The 19th century was full of literature with thematic elements. In my opinion, Emily Bronté’s Wuthering Heights does the best job of its era for incorporating environmental elements into the characters, but its subtleties might not be everyone’s style. Rather, it is easier to demonstrate how to tie in ideas with characters to create distinct reader cues.
Back in my youth, I had a supervisor who was a very nice guy, who we shall call Dave. Always smiling, good for a joke, and had a genuine respect for minimum-wage kids like me. We worked in a very noisy area, often yelling across the huge open rooms to get each other’s attention, but this was good. Noise meant things were busy. Noise meant work, and work meant I got paid. The association was simple – a hectic, active environment with a supervisor joking around while we worked our tails off.
This environment is how I got to know Dave. It became my frame of association. When I walked into the lab and heard that noise, I felt comfortable. At ease. I knew Dave would drift by, flowing right along with the controlled chaos of my work day. My blood pressure was probably ten points lower when I was in that element.
One day, I screwed things up. Not a major disaster, but definitely not my proudest moment. Big, smiling Dave came to my bench, but now everything fell silent. As Dave looked over the destruction I had created, he smiled, but he was no longer happy. Worse yet, I could no longer hear that loud workflow all around me. I could only hear Dave’s molars grinding together, his face reddening, jaw locked into this angry smile. The silence was all around me. No secure noises, no happy chaos. Everything familiar was gone, along with the Dave I knew and joked with.
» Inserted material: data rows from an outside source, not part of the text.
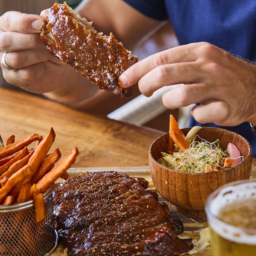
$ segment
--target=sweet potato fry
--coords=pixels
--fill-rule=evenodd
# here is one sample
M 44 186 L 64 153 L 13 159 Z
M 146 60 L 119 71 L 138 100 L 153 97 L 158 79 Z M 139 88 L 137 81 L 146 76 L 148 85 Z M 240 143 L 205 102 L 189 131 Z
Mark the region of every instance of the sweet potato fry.
M 28 149 L 26 147 L 25 147 L 12 159 L 8 161 L 6 164 L 5 164 L 3 165 L 0 166 L 0 175 L 2 174 L 5 172 L 7 171 L 13 164 L 14 164 L 18 160 L 22 159 L 28 154 Z
M 77 148 L 73 148 L 68 155 L 47 173 L 36 184 L 36 188 L 40 193 L 46 191 L 54 183 L 55 180 L 62 176 L 74 162 L 76 158 L 78 153 Z M 0 189 L 0 193 L 1 193 Z M 1 200 L 1 198 L 0 198 Z
M 14 198 L 12 196 L 7 196 L 4 199 L 3 202 L 4 205 L 12 205 L 14 201 Z
M 64 173 L 60 176 L 60 177 L 63 179 L 65 179 L 66 180 L 68 178 L 69 175 L 68 174 L 67 172 L 67 171 L 65 172 Z
M 13 164 L 7 170 L 0 176 L 0 184 L 2 187 L 5 184 L 7 180 L 14 173 L 27 164 L 28 159 L 32 155 L 33 153 L 33 151 L 30 152 L 28 155 L 27 155 L 22 159 L 19 160 L 14 164 Z
M 7 181 L 7 180 L 8 179 L 8 178 L 6 177 L 4 175 L 4 174 L 4 174 L 2 175 L 3 177 L 2 176 L 1 176 L 1 179 L 0 179 L 0 185 L 1 185 L 1 187 L 3 187 L 3 186 L 6 183 L 6 182 Z M 11 174 L 11 176 L 12 176 L 12 174 Z
M 0 159 L 10 155 L 29 145 L 35 141 L 41 141 L 43 138 L 41 135 L 35 134 L 32 134 L 25 138 L 0 148 Z
M 56 148 L 51 154 L 47 156 L 32 177 L 30 184 L 33 185 L 37 183 L 52 167 L 61 155 L 59 149 Z
M 41 222 L 45 218 L 44 195 L 41 193 L 34 193 L 33 194 L 33 197 L 35 204 L 36 222 L 38 223 Z
M 26 179 L 20 187 L 19 194 L 17 199 L 17 203 L 23 203 L 29 199 L 30 196 L 30 183 Z
M 7 140 L 6 141 L 6 146 L 9 145 L 9 144 L 12 144 L 12 143 L 14 143 L 15 141 L 15 136 L 14 135 L 11 135 L 9 138 L 7 139 Z
M 18 154 L 18 153 L 15 153 L 14 154 L 13 154 L 12 155 L 11 155 L 10 156 L 6 156 L 6 157 L 0 160 L 0 166 L 2 166 L 2 165 L 7 163 L 8 161 L 9 161 L 11 159 L 12 159 L 16 156 Z
M 16 184 L 27 178 L 31 172 L 29 166 L 26 164 L 14 173 L 8 179 L 5 184 L 0 188 L 0 202 L 6 196 Z
M 30 167 L 30 173 L 28 179 L 30 181 L 54 141 L 55 134 L 52 127 L 35 150 L 28 160 L 28 165 Z
M 51 128 L 35 150 L 29 159 L 28 163 L 13 174 L 4 186 L 0 188 L 0 202 L 18 183 L 17 188 L 14 190 L 16 191 L 16 196 L 17 193 L 19 193 L 19 189 L 23 182 L 26 179 L 30 181 L 46 155 L 54 141 L 55 136 L 53 129 Z

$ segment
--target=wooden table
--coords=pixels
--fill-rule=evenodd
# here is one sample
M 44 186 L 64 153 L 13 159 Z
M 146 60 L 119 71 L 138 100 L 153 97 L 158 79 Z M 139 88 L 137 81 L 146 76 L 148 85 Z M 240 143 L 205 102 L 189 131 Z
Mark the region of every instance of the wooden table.
M 51 127 L 53 147 L 62 155 L 74 146 L 80 154 L 73 167 L 148 165 L 148 149 L 163 132 L 95 116 L 52 101 L 0 88 L 0 134 L 4 142 L 31 133 L 44 136 Z
M 73 146 L 78 147 L 80 154 L 73 167 L 148 166 L 150 146 L 164 133 L 1 88 L 0 102 L 0 133 L 4 141 L 12 134 L 17 140 L 32 133 L 44 135 L 52 126 L 56 134 L 54 146 L 59 147 L 63 155 Z M 136 171 L 131 173 L 141 174 Z M 148 171 L 140 176 L 148 178 L 149 175 Z M 256 177 L 256 158 L 253 160 L 252 176 Z M 189 218 L 173 206 L 170 208 L 172 217 L 182 220 L 185 234 L 198 239 L 200 229 L 208 226 L 205 219 Z M 212 255 L 210 246 L 197 255 Z

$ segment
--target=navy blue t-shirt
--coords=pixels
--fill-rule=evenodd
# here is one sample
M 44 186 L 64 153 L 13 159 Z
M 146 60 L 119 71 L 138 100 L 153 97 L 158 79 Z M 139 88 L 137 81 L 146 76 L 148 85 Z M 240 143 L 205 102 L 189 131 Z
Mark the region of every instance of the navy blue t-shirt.
M 256 59 L 256 0 L 124 1 L 151 18 L 169 19 L 181 45 L 208 42 L 234 55 Z M 190 124 L 201 126 L 192 117 Z M 233 127 L 204 125 L 241 134 L 250 142 L 256 157 L 256 136 L 249 123 Z

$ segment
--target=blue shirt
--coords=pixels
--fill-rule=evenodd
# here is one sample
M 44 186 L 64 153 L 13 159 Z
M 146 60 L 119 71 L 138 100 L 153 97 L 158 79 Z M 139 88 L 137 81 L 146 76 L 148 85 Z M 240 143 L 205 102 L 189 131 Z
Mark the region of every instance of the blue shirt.
M 124 1 L 151 18 L 169 19 L 181 45 L 208 42 L 235 56 L 256 60 L 256 0 Z M 192 117 L 190 125 L 202 125 Z M 256 136 L 249 123 L 233 127 L 214 123 L 204 126 L 241 134 L 250 142 L 256 157 Z

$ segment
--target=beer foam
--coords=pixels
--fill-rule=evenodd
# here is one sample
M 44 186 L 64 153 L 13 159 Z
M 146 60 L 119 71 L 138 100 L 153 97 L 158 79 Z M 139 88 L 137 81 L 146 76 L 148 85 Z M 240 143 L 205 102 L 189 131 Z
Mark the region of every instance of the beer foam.
M 256 245 L 256 230 L 232 226 L 221 221 L 217 217 L 220 210 L 227 204 L 234 202 L 239 204 L 252 198 L 256 199 L 256 182 L 233 183 L 221 189 L 218 192 L 214 192 L 209 197 L 206 209 L 211 228 L 227 240 L 239 243 Z

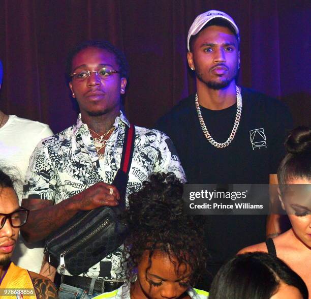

Now, a story involving that incident has some great thematic elements to work with – in particular, the comforting noise of the workflow and the comfort it gave me at my workbench. When I write about me in other situations, I can then use the cue of surrounding noise to demonstrate being comfortable in that environment. A noisy environment suggests a happy character. Then, when something happens that puts the character on edge, the writing showcases the silence. The stillness in the air. The absence of all comforting things. When the writer describes a hush falling over a room, the reader should anticipate trouble like a storm on the horizon. The reader should know it before the character does, and then fear for what is about to happen. At that point, the simple background theme is dominating the scene without even being there.
Using a particular theme does not have to be done for dramatic effect. In the next post, I will discuss the other strength of thematic writing – providing character depth without breaking from the story.
(And to Dave – I seriously had no idea a workbench could catch fire that quickly. My apologies.)